2023年は3月11日のFESTIVAL当日が土曜であり、この時期の東北とは思えないほど暖かくて過ごしやすい日になったこともあり、5,000人もの方々がJヴィレッジに集いました。お目当てのミュージシャンのライブを目的にした人、サッカーのSOTEカップに参加した家族、出店するいろいろなブースでの物販や飲食を楽しみにしている人、灯されるキャンドルに自分の思いを託したい人…。SOTEは様々な思いを持った人が集う場所として存在しています。それを改めて感じられる一日になりました。
KEENブースのウッドペンダントライト・ワークショップに多くの人が参加
音楽(ライブ)や飲食や物販などの出店、ワークショップなどを媒介にして、同じ時間を共有して人と人が繋がっていくのがフェスの魅力に違いありません。KEENも物販とウッドペンダントライトのワークショップで参加し、多くの方々がブースに立ち寄ってくれました。
フェスは谷本賢一郎(タニケンバンド)× 福島LOVE FOR NIPPON ステージから始まりました。福島出身の片平里菜さん、the LOW-ATUSとライブが続いて行きました。そして14時46分から黙祷。
お互い様って言える関係性を構築していくこと
黙祷のときに、主催のCANDLE JUNEさんはマイクを持ち、こんなことを語りました。JUNEさんは東日本大震災が起こってから、月命日の11日には毎月必ず福島に赴きキャンドルを灯しています。

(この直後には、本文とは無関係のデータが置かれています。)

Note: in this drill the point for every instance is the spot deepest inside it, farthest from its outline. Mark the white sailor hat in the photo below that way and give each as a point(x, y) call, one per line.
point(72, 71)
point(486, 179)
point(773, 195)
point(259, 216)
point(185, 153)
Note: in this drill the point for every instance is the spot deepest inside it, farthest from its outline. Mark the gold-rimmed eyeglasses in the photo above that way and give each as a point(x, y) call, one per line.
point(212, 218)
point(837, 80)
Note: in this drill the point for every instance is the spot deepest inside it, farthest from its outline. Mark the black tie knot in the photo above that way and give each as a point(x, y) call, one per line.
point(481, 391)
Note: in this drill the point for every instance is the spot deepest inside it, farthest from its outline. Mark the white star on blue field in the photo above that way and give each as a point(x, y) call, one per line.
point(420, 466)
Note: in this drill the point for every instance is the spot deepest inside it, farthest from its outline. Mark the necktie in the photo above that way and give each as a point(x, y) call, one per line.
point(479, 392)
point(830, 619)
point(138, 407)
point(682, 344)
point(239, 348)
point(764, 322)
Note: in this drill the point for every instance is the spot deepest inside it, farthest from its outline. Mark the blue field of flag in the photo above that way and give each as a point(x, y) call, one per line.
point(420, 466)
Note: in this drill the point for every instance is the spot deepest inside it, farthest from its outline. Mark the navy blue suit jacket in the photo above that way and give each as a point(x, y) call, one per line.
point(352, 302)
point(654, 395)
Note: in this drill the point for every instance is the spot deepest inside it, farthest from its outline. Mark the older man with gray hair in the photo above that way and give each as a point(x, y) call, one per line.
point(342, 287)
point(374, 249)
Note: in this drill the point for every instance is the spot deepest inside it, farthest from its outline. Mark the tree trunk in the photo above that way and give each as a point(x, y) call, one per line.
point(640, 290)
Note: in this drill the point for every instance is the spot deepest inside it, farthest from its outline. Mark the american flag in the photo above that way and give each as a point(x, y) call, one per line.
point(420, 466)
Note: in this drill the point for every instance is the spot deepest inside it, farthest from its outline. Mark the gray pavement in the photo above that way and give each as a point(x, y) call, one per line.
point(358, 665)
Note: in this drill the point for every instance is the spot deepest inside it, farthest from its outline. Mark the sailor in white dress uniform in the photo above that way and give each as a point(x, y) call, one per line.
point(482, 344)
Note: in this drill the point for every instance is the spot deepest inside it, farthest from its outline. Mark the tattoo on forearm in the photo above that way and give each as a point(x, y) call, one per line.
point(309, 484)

「この黙祷のひと時をみんなで共有できたことがいいなって思いました。今年はたくさん来てくれました。ありがとうございます。追悼式典を(ここでは)しないんです。悲しみを伝えることじゃなくて、悲しみが起きた時にどうすればいいのか。それぞれができることで繋がって、問題を解決して喜び合うってことを伝えていきたいんです。『お互い様だからさ』って助け合えることができるかっこいい大人達が、毎年ここに集まってくれていると思っています。かっこいい大人達が、思いっきり遊んだり喜んだり、時には涙して過ごす時間を子供達に伝えていく。そしてもっともっとこのエネルギーが広がっていけば、誰かのせいにして終わりじゃなくて、じゃあどうするっていうことがどんどん生まれて、かっこいい日本になるんじゃないかなって思っています」
黙祷が終わってから、ステージではCaravanさん、青谷明日香さん、くるくるシルク、MOROHA、清春さんのライブは続いていきました。日が落ち暗くなってから、多くのキャンドルが灯されます。キャンドルが置かれているのは福島県をかたどったスペースでした。福島から喜びを伝えていきたい。そんな気持ちがここにも表れているに違いありません。
東日本大震災を忘れないこと、そして震災で生まれてしまった悲しみから多くの喜びも生まれていることを再確認すること。毎年、SOTEに参加している理由はここにあるのでしょう。